Scientists can envision a Democratic presidential victory in 2020 as a stepping stone for progress in science. But what about future elections, from 2024 and beyond? Given the number of problems that need solid scientific solutions, from climate change to antibiotic resistance to a comet crashing into planet earth, can scientists afford to only rely on 4-8 year cycles?
In our post two weeks ago, we discussed the role that Rachel Carson’s book Silent Spring had in bringing about significant changes and improvements to environmental protection in the US during the 1960’s. In response to this movement and to help mediate the laws that were being drawn up by separate states and cities, Republican President Richard Nixon founded the US EPA in 1970. The US EPA continues to set national guidelines as well as monitors and enforces those laws, such as the Clean Air Act and the Clean Water Act.
While Nixon won’t go down as one of America’s most popular presidents, his actions and those of other Republicans in power demonstrate that the GOP is historically not an anti-science group. President Theodore Roosevelt was instrumental in setting up the US Food and Drug Administration, set up five National Parks and numerous National monuments, and went on a few scientific explorations of his own. Senator Barry Goldwater, also a republican, was an advocate for environmental protection efforts in the 1960’s, saying:
While I am a great believer in the free competitive enterprise system and all that it entails, I am an even stronger believer in the right of our people to live in a clean and pollution-free environment. To this end, it is my belief that when pollution is found, it should be halted at the source, even if this requires stringent government action against important segments of our national economy.”
Science is not inherently bipartisan, but scientists, and the issues that they tackle, do have political biases. A danger of a politically-charged event like the March for Science is that it may undermine the public’s perception of a scientist as being a politically unbiased person.

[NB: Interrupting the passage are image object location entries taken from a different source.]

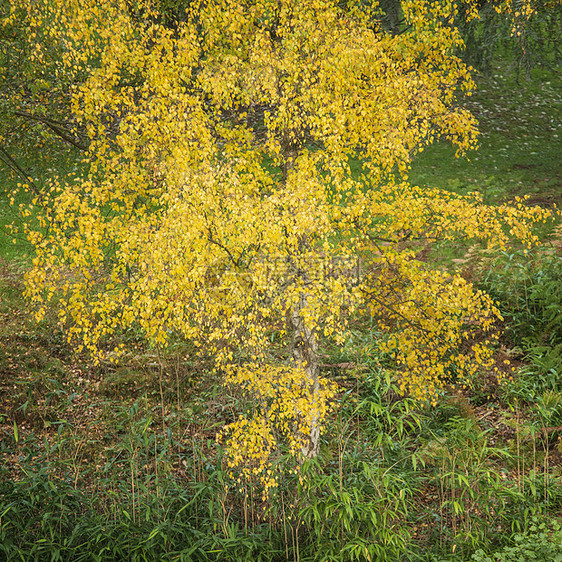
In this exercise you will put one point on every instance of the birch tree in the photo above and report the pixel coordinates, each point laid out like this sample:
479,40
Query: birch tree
247,173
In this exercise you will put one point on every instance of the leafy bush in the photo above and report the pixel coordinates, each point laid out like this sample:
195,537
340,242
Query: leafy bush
541,542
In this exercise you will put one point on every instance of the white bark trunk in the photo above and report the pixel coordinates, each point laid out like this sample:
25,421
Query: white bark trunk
305,355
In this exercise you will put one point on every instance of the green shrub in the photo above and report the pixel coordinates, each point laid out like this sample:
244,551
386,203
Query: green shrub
542,542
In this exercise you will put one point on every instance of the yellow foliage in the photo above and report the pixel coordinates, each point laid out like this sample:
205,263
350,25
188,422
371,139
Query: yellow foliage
218,198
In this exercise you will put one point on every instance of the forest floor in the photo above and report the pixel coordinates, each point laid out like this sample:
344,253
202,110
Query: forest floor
100,427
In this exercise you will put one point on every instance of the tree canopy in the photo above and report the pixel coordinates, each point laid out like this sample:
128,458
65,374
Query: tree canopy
247,173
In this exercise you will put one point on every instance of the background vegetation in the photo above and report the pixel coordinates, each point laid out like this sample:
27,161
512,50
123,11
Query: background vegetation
119,461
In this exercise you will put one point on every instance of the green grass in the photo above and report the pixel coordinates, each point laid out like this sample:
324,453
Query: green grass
520,150
118,461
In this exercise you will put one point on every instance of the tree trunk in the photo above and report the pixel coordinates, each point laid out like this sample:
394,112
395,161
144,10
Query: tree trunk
304,351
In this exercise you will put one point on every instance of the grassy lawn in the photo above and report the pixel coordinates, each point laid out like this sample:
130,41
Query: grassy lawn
119,461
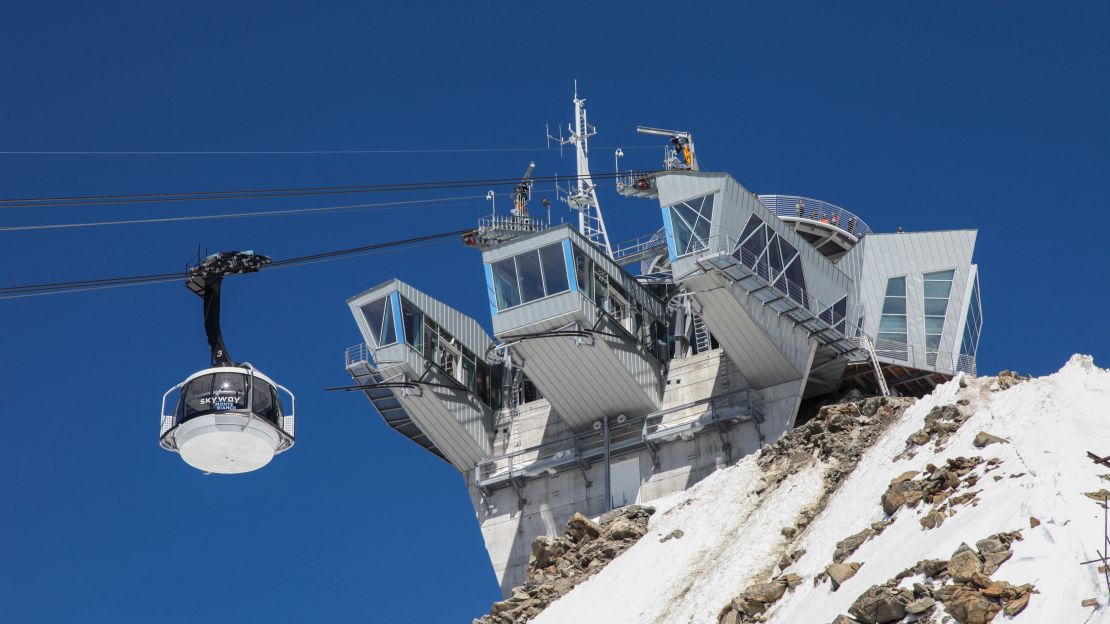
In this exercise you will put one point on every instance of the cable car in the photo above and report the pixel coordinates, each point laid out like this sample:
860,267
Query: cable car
228,419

The way in which we choose to stand up for our work as scientists has to go beyond the March for Science. It requires us to develop a clear message of how science can provide support or guidance on the policies our representatives adopt on. Regardless of who is in charge, scientists should always advocate the utility of science and to help enable government policies founded on science, not on political biases. After the march, scientists can work towards this objective by sharing their thoughts and concerns directly with legislators. We should support our representatives who are working on legislation to support clean air and water policies and bills that provide protection for government scientists.
The April 22nd march is a way for scientists to take a stand against the injustices inflicted by the current administration. It’s important that scientists make their voices heard, but we as scientists also need to make sure that the message we are sharing is a clear one: Scientists and researchers are here to help make our world a better place, and we stand beside everyone, in solidarity, for a better tomorrow.